罗新德:「到了没有,吃饭没有,注意安全。」
李敏霞,发送时间是晚上十点半:「熙缘,今天工厂那边出了点小事,我自己处理了,你不用担心。记得吃饭。」
她把这三条从头看了一遍,先回了罗汶:「收到了。继续盯着。」
然后是罗新德:「到了,吃了,放心。」
最后是李敏霞的,她想了一会儿,回了四个字:「怎么处理的?」
两分钟后,那头发来一大段:供货商的豆粕感觉不对,我们送去化验了,结果水分超标,就直接退货了,还扣了对方5%的货款。
罗熙缘把这段话看完,把手机放到胸口搁了一会儿。
她妈进步很大。
两年前,李敏霞连帐本都看不太懂,现在不仅能自己发现豆粕水分超标,还知道出罚款单。
她回了一条:「对,处理得好。下次换供应商,不用留情。」
把手机放到床头,关了灯。
上海的夜里有很多噪音,比如楼上的走路声丶外头汽车的喇叭声,还有隔壁房间开着的电视声。
她想了想罗家村那栋三层楼,想了想后院那几棵树,然后闭上眼睛睡了。
这28天,是她这辈子过得非常密实的一段日子,忙的时候连觉都是零散拼起来的。
技术部招来的三个新架构工程师里,有一个叫苏哲的,带来了一套完整的分布式方案,理论上可以把并发量撑到千万级。
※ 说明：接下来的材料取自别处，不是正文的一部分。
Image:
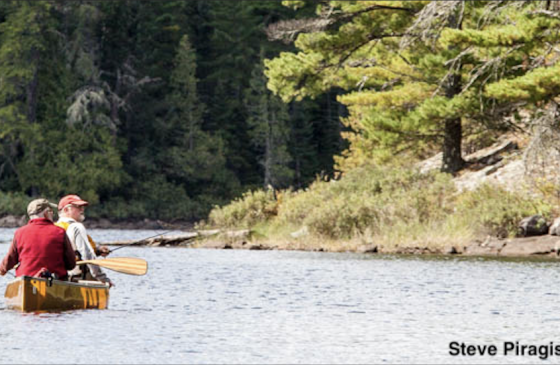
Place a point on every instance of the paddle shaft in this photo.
(125, 265)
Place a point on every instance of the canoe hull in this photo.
(29, 294)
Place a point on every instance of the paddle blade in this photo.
(125, 265)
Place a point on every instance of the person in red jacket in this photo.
(40, 246)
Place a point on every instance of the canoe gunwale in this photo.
(31, 294)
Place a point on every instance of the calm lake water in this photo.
(226, 306)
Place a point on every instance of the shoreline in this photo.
(15, 221)
(545, 246)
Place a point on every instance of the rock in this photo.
(304, 231)
(555, 228)
(240, 235)
(370, 248)
(490, 247)
(12, 221)
(535, 225)
(530, 246)
(450, 250)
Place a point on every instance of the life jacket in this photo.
(65, 225)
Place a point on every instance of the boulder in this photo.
(555, 228)
(534, 225)
(12, 221)
(530, 246)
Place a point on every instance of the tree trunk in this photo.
(32, 89)
(453, 130)
(452, 159)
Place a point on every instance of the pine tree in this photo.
(402, 91)
(268, 119)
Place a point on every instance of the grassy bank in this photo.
(392, 208)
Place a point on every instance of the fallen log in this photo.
(183, 239)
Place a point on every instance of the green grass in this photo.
(389, 207)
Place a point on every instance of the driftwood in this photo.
(171, 240)
(184, 239)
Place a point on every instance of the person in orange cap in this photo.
(71, 212)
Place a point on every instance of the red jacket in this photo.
(40, 244)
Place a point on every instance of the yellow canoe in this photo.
(30, 294)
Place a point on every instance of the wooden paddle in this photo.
(125, 265)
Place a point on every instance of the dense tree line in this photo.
(419, 76)
(153, 108)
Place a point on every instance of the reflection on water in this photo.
(227, 306)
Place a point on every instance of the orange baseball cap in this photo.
(71, 199)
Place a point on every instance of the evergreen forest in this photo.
(169, 109)
(152, 109)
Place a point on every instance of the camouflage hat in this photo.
(38, 205)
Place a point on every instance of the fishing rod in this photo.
(147, 238)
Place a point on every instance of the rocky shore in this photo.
(14, 221)
(545, 246)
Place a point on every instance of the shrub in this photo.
(252, 208)
(493, 210)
罗熙缘看完那套方案,问了他三个问题,苏哲全答上来了,数据自洽,逻辑清楚。
她当场批了。
停服的两天,她亲自坐镇,协调技术部和校内网那边的技术对接,从凌晨两点开始,一直到第二天下午。
停服公告发出去之后,论坛上有人留言说:「这文案谁写的,挺可爱。」
徐阳截图发给她,她回了两个字:「继续干。」
然后是外挂的事。
法务部发出去30多份律师函,封了将近四万个帐号,其中两个外挂工作室被直接起诉,在论坛上引起了激烈的讨论。